The late nights, the buzz, the half-eaten pizzas are all part of the game and add to the camaraderie which is essential to IPOs, but the trick is to maintain the commitment to quality when the buzz has worn off and the long haul beckons.

To aid the uninitiated, Ernst & Young has broken down what an IPO entails into an easily digestible (for this area, at least) game plan and kicks off with an overview garnered from the experiences of chief executive officers involved in IPOs.

The advice outlined in this section forms the spine of the book and is broken down into discrete strategies. The first and foremost is that planning is essential and the most successful companies have begun transforming themselves into public companies way before the IPO date.

To this end the company and the CEO have to define success; chart a business strategy; maximise the company's performance; build a winning team; and maintain momentum.

The guide also, on a personal level, advises CEOs to take care of their own personal wealth and estate planning. According to the authors' research, 75 per cent of respondents to the survey failed to institute a personal financial plan before the IPO.

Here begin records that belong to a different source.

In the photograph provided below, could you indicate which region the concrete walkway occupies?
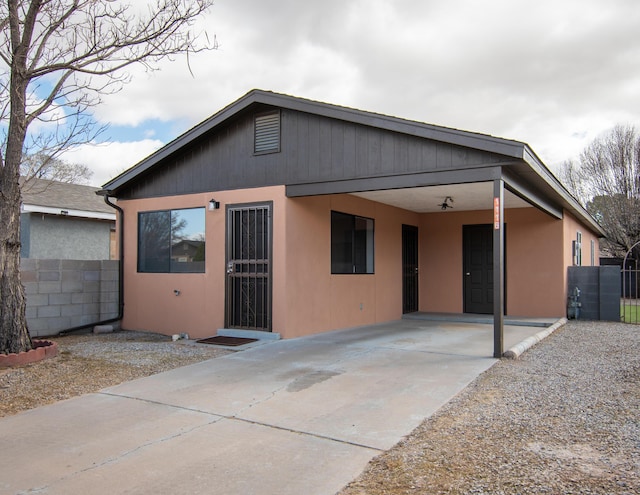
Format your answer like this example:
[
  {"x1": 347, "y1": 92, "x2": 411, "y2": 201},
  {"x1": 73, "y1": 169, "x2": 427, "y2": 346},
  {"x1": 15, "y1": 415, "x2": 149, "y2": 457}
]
[{"x1": 0, "y1": 320, "x2": 552, "y2": 495}]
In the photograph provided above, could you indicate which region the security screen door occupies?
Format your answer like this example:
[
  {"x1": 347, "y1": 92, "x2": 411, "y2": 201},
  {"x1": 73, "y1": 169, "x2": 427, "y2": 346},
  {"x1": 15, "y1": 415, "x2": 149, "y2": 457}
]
[{"x1": 226, "y1": 203, "x2": 272, "y2": 332}]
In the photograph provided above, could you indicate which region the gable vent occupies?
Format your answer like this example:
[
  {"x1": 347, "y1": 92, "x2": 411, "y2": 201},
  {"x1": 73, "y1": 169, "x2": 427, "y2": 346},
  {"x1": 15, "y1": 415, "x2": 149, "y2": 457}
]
[{"x1": 253, "y1": 112, "x2": 280, "y2": 153}]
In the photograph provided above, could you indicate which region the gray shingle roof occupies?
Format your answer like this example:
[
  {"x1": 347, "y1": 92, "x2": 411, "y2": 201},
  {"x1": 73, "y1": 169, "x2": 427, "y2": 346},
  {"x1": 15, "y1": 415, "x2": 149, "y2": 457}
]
[{"x1": 22, "y1": 179, "x2": 115, "y2": 214}]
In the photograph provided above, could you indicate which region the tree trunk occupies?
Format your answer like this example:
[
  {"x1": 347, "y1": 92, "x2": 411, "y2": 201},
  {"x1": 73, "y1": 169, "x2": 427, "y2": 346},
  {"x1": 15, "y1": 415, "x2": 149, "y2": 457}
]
[
  {"x1": 0, "y1": 1, "x2": 33, "y2": 354},
  {"x1": 0, "y1": 168, "x2": 32, "y2": 354}
]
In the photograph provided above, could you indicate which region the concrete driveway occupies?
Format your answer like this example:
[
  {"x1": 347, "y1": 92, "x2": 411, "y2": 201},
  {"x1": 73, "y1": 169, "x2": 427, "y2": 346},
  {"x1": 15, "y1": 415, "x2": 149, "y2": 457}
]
[{"x1": 0, "y1": 320, "x2": 552, "y2": 495}]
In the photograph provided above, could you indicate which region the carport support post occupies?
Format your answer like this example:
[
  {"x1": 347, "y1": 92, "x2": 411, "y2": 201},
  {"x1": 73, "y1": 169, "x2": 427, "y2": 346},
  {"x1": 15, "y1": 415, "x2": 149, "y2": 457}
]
[{"x1": 493, "y1": 179, "x2": 504, "y2": 358}]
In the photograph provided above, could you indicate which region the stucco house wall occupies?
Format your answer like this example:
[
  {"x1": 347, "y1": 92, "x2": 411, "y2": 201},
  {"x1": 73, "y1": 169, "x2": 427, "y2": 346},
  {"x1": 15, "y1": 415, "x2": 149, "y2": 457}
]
[
  {"x1": 100, "y1": 90, "x2": 602, "y2": 344},
  {"x1": 20, "y1": 213, "x2": 113, "y2": 260}
]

Another salient nugget of advice in the book is that just because everybody else is doing it doesn't mean you have to. Evaluating whether an IPO is right for your company in its current state is paramount. And if the time is right, preparation must also be right, a point that is hammered home throughout.

This preparation does not stop at internal structures, but includes how the company relates to the wider world. To this end the right stock market for the IPO must be picked; the road show must have a clearly-defined timetable; and the agenda must not have any room for misinterpretation. In other words every member of the team must be singing from the same hymn sheet and be listened to by an audience who can read the music.

The guide is exhaustively researched and this is reflected in the writing. It is stuffed full of practical information and advice, and the liberal use of tables and graphics, allied with extensive appendices, alone makes it worth the price.